本発明の該当態様はStuIR及びStuIMをコードする組換えDNAに関し、および、組換えDNAを含む大腸菌細胞におけるStuIRの発現に関する。
(a)メチラーゼ遺伝子選択の失敗
米国特許第5,200,333号に記載されているメチラーゼ選択法は制限−修飾系のクローニングに好適な最初のアプローチである。ストレプトマイセス・ツバーシディクスに由来するゲノムDNAはStuIR消化に耐性であるため、StuIMが存在すると推論された。しかし、StuIMのクローニングは問題があった。第1に、メチラーゼ選択に失敗した。この失敗は以下の原因が考えられる。
*初期ライブラリーを構築するために使用した制限酵素によるstuIM遺伝子内の開裂;
*DNAフラグメントの寸法が大きいため、ライブラリーから適切なDNAフラグメントをクローニングできない;
*大腸菌におけるstuIM遺伝子の発現率が低い;
*プラスミド上のStuIR開裂部位の修飾不良;
*両者遺伝子を同一DNAフラグメントにクローニングした場合にstuIM遺伝子の発現に比較してstuIR遺伝子が相対的に過剰発現されるため、stuIR遺伝子毒性が生じる。

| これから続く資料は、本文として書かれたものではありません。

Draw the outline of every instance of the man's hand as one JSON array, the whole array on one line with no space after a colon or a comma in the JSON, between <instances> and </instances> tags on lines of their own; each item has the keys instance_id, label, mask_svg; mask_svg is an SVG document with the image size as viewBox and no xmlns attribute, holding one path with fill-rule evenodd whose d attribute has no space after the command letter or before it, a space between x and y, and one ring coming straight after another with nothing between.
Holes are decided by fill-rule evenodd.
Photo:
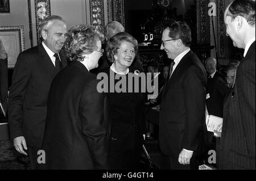
<instances>
[{"instance_id":1,"label":"man's hand","mask_svg":"<svg viewBox=\"0 0 256 181\"><path fill-rule=\"evenodd\" d=\"M216 130L213 130L213 136L216 138L221 137L221 132L220 132Z\"/></svg>"},{"instance_id":2,"label":"man's hand","mask_svg":"<svg viewBox=\"0 0 256 181\"><path fill-rule=\"evenodd\" d=\"M25 150L27 150L27 144L26 144L26 140L24 136L19 136L15 138L13 140L13 144L18 152L23 154L25 155L27 155L27 153L23 150L23 148Z\"/></svg>"},{"instance_id":3,"label":"man's hand","mask_svg":"<svg viewBox=\"0 0 256 181\"><path fill-rule=\"evenodd\" d=\"M179 163L182 165L189 165L190 159L193 155L193 151L185 150L184 149L179 155Z\"/></svg>"}]
</instances>

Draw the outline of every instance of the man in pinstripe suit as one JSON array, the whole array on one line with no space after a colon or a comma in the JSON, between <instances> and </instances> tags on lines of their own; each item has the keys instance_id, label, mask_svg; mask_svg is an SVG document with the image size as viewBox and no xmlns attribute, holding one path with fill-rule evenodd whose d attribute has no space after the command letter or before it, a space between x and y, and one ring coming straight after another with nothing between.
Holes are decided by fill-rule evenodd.
<instances>
[{"instance_id":1,"label":"man in pinstripe suit","mask_svg":"<svg viewBox=\"0 0 256 181\"><path fill-rule=\"evenodd\" d=\"M224 14L227 36L245 53L224 103L220 169L255 169L255 0L235 0Z\"/></svg>"}]
</instances>

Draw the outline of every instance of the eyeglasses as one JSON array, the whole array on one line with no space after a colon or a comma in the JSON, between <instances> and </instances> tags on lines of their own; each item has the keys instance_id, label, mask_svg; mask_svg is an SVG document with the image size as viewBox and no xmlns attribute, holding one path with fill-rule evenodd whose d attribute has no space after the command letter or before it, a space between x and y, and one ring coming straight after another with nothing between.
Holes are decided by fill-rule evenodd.
<instances>
[{"instance_id":1,"label":"eyeglasses","mask_svg":"<svg viewBox=\"0 0 256 181\"><path fill-rule=\"evenodd\" d=\"M104 49L101 49L100 50L95 50L95 51L101 53L101 55L102 55L103 52L104 52Z\"/></svg>"},{"instance_id":2,"label":"eyeglasses","mask_svg":"<svg viewBox=\"0 0 256 181\"><path fill-rule=\"evenodd\" d=\"M164 47L164 42L169 41L172 41L172 40L177 40L177 39L174 39L167 40L164 40L164 41L161 40L161 41L162 41L162 44L163 45L163 46Z\"/></svg>"}]
</instances>

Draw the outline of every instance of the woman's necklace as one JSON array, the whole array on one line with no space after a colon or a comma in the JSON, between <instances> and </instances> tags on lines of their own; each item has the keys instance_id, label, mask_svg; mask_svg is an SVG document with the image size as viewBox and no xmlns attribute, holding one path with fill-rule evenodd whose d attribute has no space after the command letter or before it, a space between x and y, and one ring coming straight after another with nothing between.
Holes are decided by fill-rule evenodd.
<instances>
[{"instance_id":1,"label":"woman's necklace","mask_svg":"<svg viewBox=\"0 0 256 181\"><path fill-rule=\"evenodd\" d=\"M129 72L129 68L127 68L126 70L124 71L119 72L119 71L117 70L117 69L115 67L115 65L114 63L112 64L112 65L110 66L110 69L112 70L113 71L114 73L118 74L121 74L121 75L126 75Z\"/></svg>"}]
</instances>

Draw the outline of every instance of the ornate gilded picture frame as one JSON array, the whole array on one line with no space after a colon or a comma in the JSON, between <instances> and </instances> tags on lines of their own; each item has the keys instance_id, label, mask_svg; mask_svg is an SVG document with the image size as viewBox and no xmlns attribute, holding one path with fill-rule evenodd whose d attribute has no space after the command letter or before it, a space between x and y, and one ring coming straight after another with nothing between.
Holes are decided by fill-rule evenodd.
<instances>
[{"instance_id":1,"label":"ornate gilded picture frame","mask_svg":"<svg viewBox=\"0 0 256 181\"><path fill-rule=\"evenodd\" d=\"M9 0L0 0L0 12L10 12Z\"/></svg>"},{"instance_id":2,"label":"ornate gilded picture frame","mask_svg":"<svg viewBox=\"0 0 256 181\"><path fill-rule=\"evenodd\" d=\"M19 53L25 49L24 27L0 26L0 39L8 55L8 68L13 68Z\"/></svg>"}]
</instances>

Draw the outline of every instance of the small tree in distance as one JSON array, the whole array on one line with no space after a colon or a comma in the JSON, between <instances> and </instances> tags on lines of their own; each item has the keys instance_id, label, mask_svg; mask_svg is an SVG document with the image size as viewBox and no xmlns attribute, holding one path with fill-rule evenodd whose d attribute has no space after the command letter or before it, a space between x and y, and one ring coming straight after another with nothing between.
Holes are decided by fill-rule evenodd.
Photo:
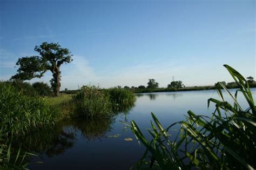
<instances>
[{"instance_id":1,"label":"small tree in distance","mask_svg":"<svg viewBox=\"0 0 256 170\"><path fill-rule=\"evenodd\" d=\"M184 85L182 84L182 81L173 81L171 82L167 86L167 88L182 88L183 86L185 87Z\"/></svg>"},{"instance_id":2,"label":"small tree in distance","mask_svg":"<svg viewBox=\"0 0 256 170\"><path fill-rule=\"evenodd\" d=\"M154 79L149 79L149 82L147 83L148 89L156 89L158 87L158 85L159 84L156 81L156 80Z\"/></svg>"},{"instance_id":3,"label":"small tree in distance","mask_svg":"<svg viewBox=\"0 0 256 170\"><path fill-rule=\"evenodd\" d=\"M11 79L24 80L41 78L50 70L53 77L50 80L51 87L55 96L58 96L60 88L60 66L72 61L71 52L68 49L62 48L58 43L47 42L36 46L35 51L41 56L19 58L16 63L19 66L18 73Z\"/></svg>"}]
</instances>

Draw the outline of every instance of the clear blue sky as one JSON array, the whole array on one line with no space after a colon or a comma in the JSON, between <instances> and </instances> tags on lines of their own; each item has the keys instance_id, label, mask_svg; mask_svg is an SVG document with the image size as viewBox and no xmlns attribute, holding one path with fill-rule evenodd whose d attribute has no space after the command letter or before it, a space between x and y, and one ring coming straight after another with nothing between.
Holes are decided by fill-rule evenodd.
<instances>
[{"instance_id":1,"label":"clear blue sky","mask_svg":"<svg viewBox=\"0 0 256 170\"><path fill-rule=\"evenodd\" d=\"M255 74L255 1L1 1L0 79L19 57L59 42L73 62L63 65L62 89L186 86L232 79L227 64ZM41 80L48 82L48 72Z\"/></svg>"}]
</instances>

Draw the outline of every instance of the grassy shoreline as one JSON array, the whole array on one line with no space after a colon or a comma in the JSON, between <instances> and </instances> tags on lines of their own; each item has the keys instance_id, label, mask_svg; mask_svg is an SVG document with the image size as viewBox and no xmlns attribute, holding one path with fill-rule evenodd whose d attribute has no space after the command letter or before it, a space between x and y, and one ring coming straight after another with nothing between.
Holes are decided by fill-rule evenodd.
<instances>
[{"instance_id":1,"label":"grassy shoreline","mask_svg":"<svg viewBox=\"0 0 256 170\"><path fill-rule=\"evenodd\" d=\"M227 89L239 89L238 86L227 86L226 87ZM256 84L250 84L250 88L256 87ZM179 92L179 91L201 91L201 90L215 90L216 87L214 86L195 86L195 87L188 87L180 89L170 89L170 88L157 88L154 89L130 89L130 90L136 94L140 93L153 93L153 92ZM62 91L60 92L62 94L64 95L70 95L76 94L78 91L78 90L68 90L68 91Z\"/></svg>"}]
</instances>

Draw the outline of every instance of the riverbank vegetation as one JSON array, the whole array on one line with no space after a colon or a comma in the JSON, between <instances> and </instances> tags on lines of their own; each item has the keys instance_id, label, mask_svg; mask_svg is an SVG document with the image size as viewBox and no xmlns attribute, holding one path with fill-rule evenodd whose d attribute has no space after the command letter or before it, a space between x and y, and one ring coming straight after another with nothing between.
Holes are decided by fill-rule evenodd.
<instances>
[{"instance_id":1,"label":"riverbank vegetation","mask_svg":"<svg viewBox=\"0 0 256 170\"><path fill-rule=\"evenodd\" d=\"M104 135L116 114L126 111L136 99L134 94L129 90L102 90L90 86L83 86L73 96L43 97L38 92L44 91L45 84L35 84L14 80L0 82L1 169L25 168L29 157L35 155L30 153L31 149L18 144L20 139L39 130L55 131L55 125L63 120L75 121L78 117L86 127L82 128L83 133L93 139ZM105 126L97 126L98 124ZM92 125L98 127L95 128Z\"/></svg>"},{"instance_id":2,"label":"riverbank vegetation","mask_svg":"<svg viewBox=\"0 0 256 170\"><path fill-rule=\"evenodd\" d=\"M249 169L256 164L256 106L248 82L239 72L224 65L239 86L234 96L222 83L216 86L220 100L210 98L208 106L215 106L211 117L197 115L188 111L186 121L180 121L164 128L153 113L153 131L149 131L152 139L147 141L134 121L131 128L146 151L134 168L161 169ZM221 89L230 96L233 104L223 98ZM244 109L237 98L241 94L249 106ZM180 129L174 140L168 132L177 125ZM149 156L150 158L147 158ZM146 167L147 166L146 165Z\"/></svg>"}]
</instances>

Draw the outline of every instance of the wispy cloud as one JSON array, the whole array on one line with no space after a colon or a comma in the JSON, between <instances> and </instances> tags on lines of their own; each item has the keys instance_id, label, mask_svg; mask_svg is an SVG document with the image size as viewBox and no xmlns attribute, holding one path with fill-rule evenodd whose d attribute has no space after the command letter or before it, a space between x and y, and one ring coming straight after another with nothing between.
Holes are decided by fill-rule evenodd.
<instances>
[{"instance_id":1,"label":"wispy cloud","mask_svg":"<svg viewBox=\"0 0 256 170\"><path fill-rule=\"evenodd\" d=\"M14 41L19 40L30 39L41 39L41 38L53 38L54 37L59 36L62 35L38 35L33 36L24 36L22 37L14 38L12 40Z\"/></svg>"},{"instance_id":2,"label":"wispy cloud","mask_svg":"<svg viewBox=\"0 0 256 170\"><path fill-rule=\"evenodd\" d=\"M14 53L0 49L0 69L14 68L16 59Z\"/></svg>"},{"instance_id":3,"label":"wispy cloud","mask_svg":"<svg viewBox=\"0 0 256 170\"><path fill-rule=\"evenodd\" d=\"M49 31L48 30L48 31ZM36 36L25 36L17 38L12 39L14 41L26 40L26 39L43 39L43 38L52 38L57 37L64 37L64 36L92 36L92 35L102 35L98 33L82 33L77 34L59 34L53 35L51 33L50 35L36 35Z\"/></svg>"}]
</instances>

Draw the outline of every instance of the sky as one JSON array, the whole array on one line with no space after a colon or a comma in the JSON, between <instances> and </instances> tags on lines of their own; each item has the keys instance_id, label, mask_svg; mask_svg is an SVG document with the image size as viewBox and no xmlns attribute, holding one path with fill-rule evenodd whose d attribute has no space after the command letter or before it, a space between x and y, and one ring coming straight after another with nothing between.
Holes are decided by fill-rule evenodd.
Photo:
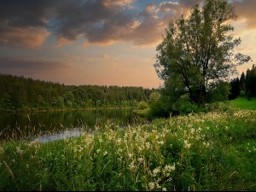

StuIMをコードする遺伝子を発見する機会を増すために、プラスミドpUC19のβ−ラクタマーゼ(b/a)遺伝子(アンピシリン耐性遺伝子)に2個のStuIR開裂部位(AGGCCT)を挿入し、プラスミドpUC2iStuIを作製した(図4)。StuIMによる修飾の不在下では、このプラスミドはAmpプレートでのStuIR攻撃及び選択に耐えられない。従って、攻撃したゲノムDNAライブラリーからプラスミドにおけるstuIM遺伝子の存在を選択することができる。
(i)NlaIII及びSau3AIで部分的に消化したストレプトマイセス・ツバーシディクスゲノムDNAをpUC2iStuIにクローニングし、ゲノムDNAの重複するフラグメントを含むプラスミドライブラリーを形成した。このプラスミドライブラリーをXL10細胞(Stratagene,La JoIIa,CA)に形質転換した。全コロニーをプールし、プラスミドDNAを抽出し、StuIRで攻撃し、StuIR開裂部位の修飾が行われたか否かを調べた。部分消化ゲノムDNAを含むプラスミドがStuIRを発現したならば、形質転換細胞は生存していないと思われる。StuIM又は非エンドヌクレアーゼをコードするDNAを発現するプラスミドを含む細胞のみが生存し、これらのうちで、理論的にはstuIM遺伝子を含む細胞のみがスーパーコイルプラスミドを含むと予想される。しかし、直鎖化プラスミドのバックグラウンドは非常に高く、StuIMをコードするプラスミドを回収することはできなかった。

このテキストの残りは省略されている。